World War II (1939 – 1945)

At the outbreak of war, Ian Fleming was commissioned as a Lieutenant Commander RNVR in the Naval Intelligence Division. He entered the now famous Room 39 in the Admiralty as Personal Assistant to the Director of Naval Intelligence, Admiral John Godfrey.

Fleming worked tirelessly throughout the war and was involved with the work of every section of naval intelligence. As one of the key members of NID 17, he played a pivotal role in coordinating special intelligence to ensure the smooth running of the British and Allied war machine.

Fleming’s energetic personality and imagination and keen organisational skills were valuable attributes. He attended countless committees where he contributed to the work of the Political Warfare Executive, Joint Intelligence Committee, Special Operations Executive and Secret Intelligence Service. Fleming’s distinctive literary style can be recognised in the daily situation reports and regular draft memos he wrote. He is also credited with building a strong list of civilian contacts outside Whitehall on which the Intelligence machine came to rely. It is now known that he liaised between the Admiralty and Bletchley Park, the top secret codebreaking institution in Buckinghamshire.

Fleming’s war work took him on official trips overseas. In 1941 and 1942 he and Godfrey made confidential missions to the US to report back on US intelligence organisations and to coordinate them with those in the UK. Their work with William Stephenson, the legendary ‘Intrepid’, and ‘Wild’ Bill Donovan contributed to the establishment of the office that was to go on to become the CIA.

Fleming’s work also took him to France, Spain and North Africa, where he visited British embassies and nurtured Operation Golden Eye – a plan to provide for the defence of Gibraltar should the Germans try to invade through Spain. He also travelled as a representative of NID to Ceylon, Jamaica and Australia and to conferences in Cairo and Tehran.

In 1942, inspired by German intelligence commandos, Fleming began to shape the 30 Assault Unit, a detachment of intelligence personnel whose work was to accompany troops on raids with the purpose of obtaining intelligence, such as cyphers, and weapons. The unit grew from a strength of about 60 in 1942 to nearer 450 by the end of the war.

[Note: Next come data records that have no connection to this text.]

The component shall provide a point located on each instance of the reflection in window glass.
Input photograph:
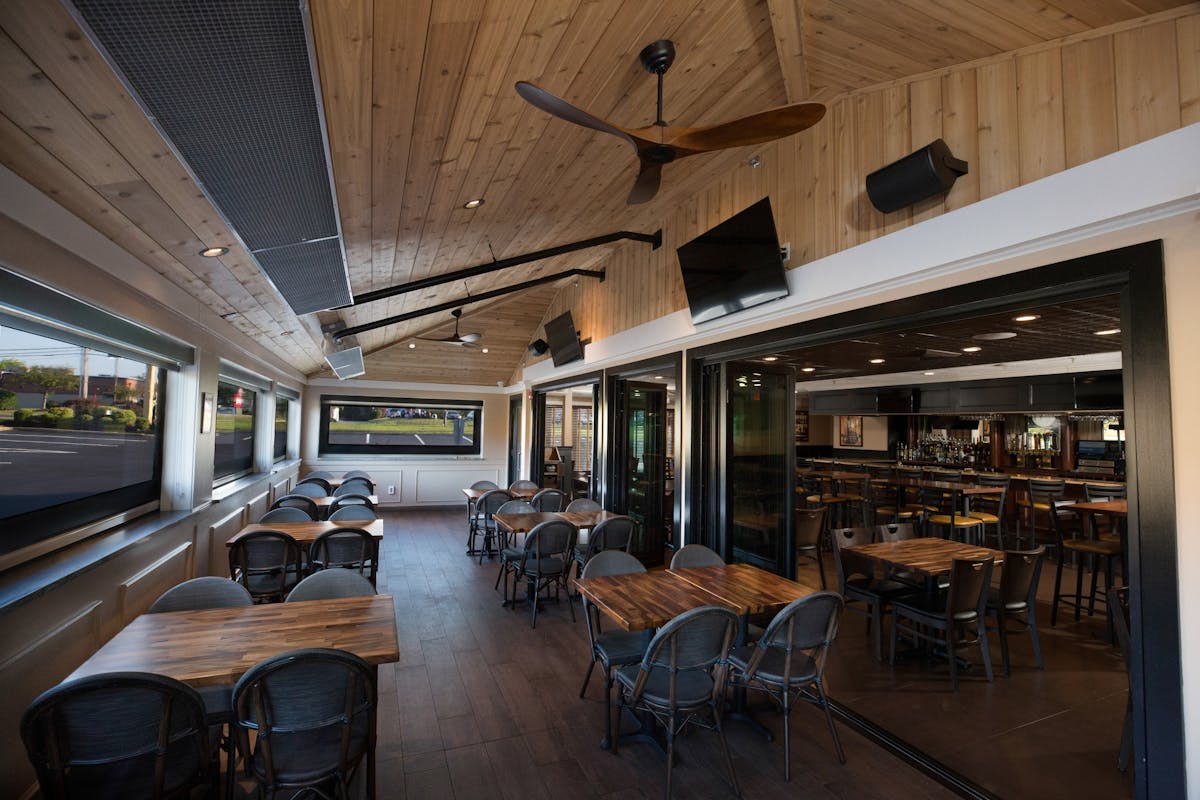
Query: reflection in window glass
(235, 429)
(360, 425)
(281, 428)
(79, 435)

Patrick Beesly, an NID colleague of Fleming, wrote in his biography of Admiral Godfrey, ‘Those of us who saw Ian at close quarters during the war are agreed that he made a very great contribution indeed to NID’s success.’ Admiral Godfrey himself said: ‘Ian should have been DNI and I his naval adviser’.

It is unquestionably true that so much of what Ian saw and learnt in his role at the NID found its way into James Bond adventures. Admiral Godfrey is generally considered to be the inspiration for M.

There was a creak from M’s chair and Bond looked across the table at the man who held a great deal of his affection and all his loyalty and obedience.

Diamonds Are Forever, 1956

Ian himself said, ‘I could not have had a more interesting time.’ However, like everyone else involved in intelligence, he had signed the Official Secrets Act, and he never spoke openly about his wartime work.In 1942, he attended a U boat conference in Jamaica, and although it rained heavily while he was there, he fell in love with the country and promised to return after the war and build himself a house.